A ‘cognitive’ (thinking) element to overcoming fear bolsters the physical, behavioural approach, as people are taught to challenge the belief systems (schemas) which lead to them being scared by certain objects or situations. Simply having it pointed out to you (or pointing it out to yourself!) that you performed an action, and it didn’t end in disaster, can help you more widely to reappraise the assumptions on which you hold back from a particular thing – believing that it will harm you even before you’ve attempted it.
How can we apply this to parkour, then? Well, next time you’re faced with a jump or other movement which scares you, think about how you might gradually deal with it. Could you attempt the same distance on the ground, or on the same surface but lower down? Can the move be broken down into component parts, each of which is more manageable – and less scary – than the full move? Can you then gradually piece them back together? Can you construct a simple hierarchy of what scares you, and how much, to pinpoint the part you need to overcome? For example, are you scared of rail balancing in general, or only on those trickier circular rails? Do you get scared once the rail gets narrower than a couple of inches, or does it have to be over 2m off the ground before you get anxious? You can then work steadily up the hierarchy, gradually becoming accustomed to the action. You can also breathe deeply and relax yourself to lower the stress as you come to perform the move.
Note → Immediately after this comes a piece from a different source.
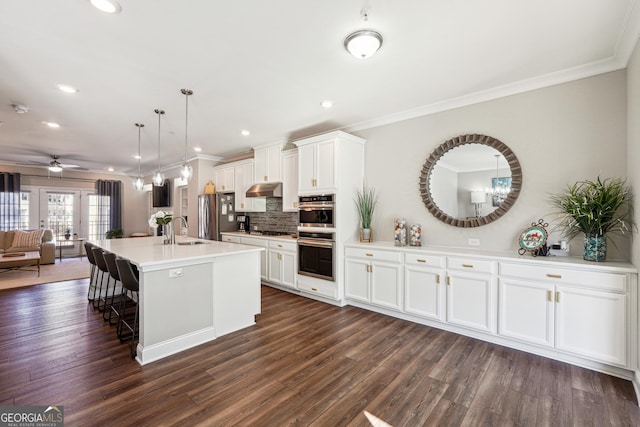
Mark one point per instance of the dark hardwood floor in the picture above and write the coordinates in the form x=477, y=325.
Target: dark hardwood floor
x=304, y=363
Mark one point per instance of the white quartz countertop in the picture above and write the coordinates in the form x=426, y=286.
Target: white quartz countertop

Blane often advocates a technique of imagining yourself performing a simple move in more scary circumstances, with a drop where the floor is, or thin air where a safety rail is. If you are able to enter into the spirit of this, you will ‘arouse’ your nervous system more whilst making the movement, and get used to performing it (for example, a cat leap) under a state of higher stress. The leads to the final point – habituation. The more you train, the greater your exposure to fear, and the higher your threshold for being scared will rise as you become desensitised to it. Before you know it, you’ll be stood on that edge, and you won’t be scared any more. The best achievement is not being able to recklessly throw yourself around because you’re ‘not scared’, but instead lies in conquering a fear that you have personally experienced. Depending on how you train, this experience could be a weekly, or even daily event, and that sense of achievement can be one of the best things about parkour.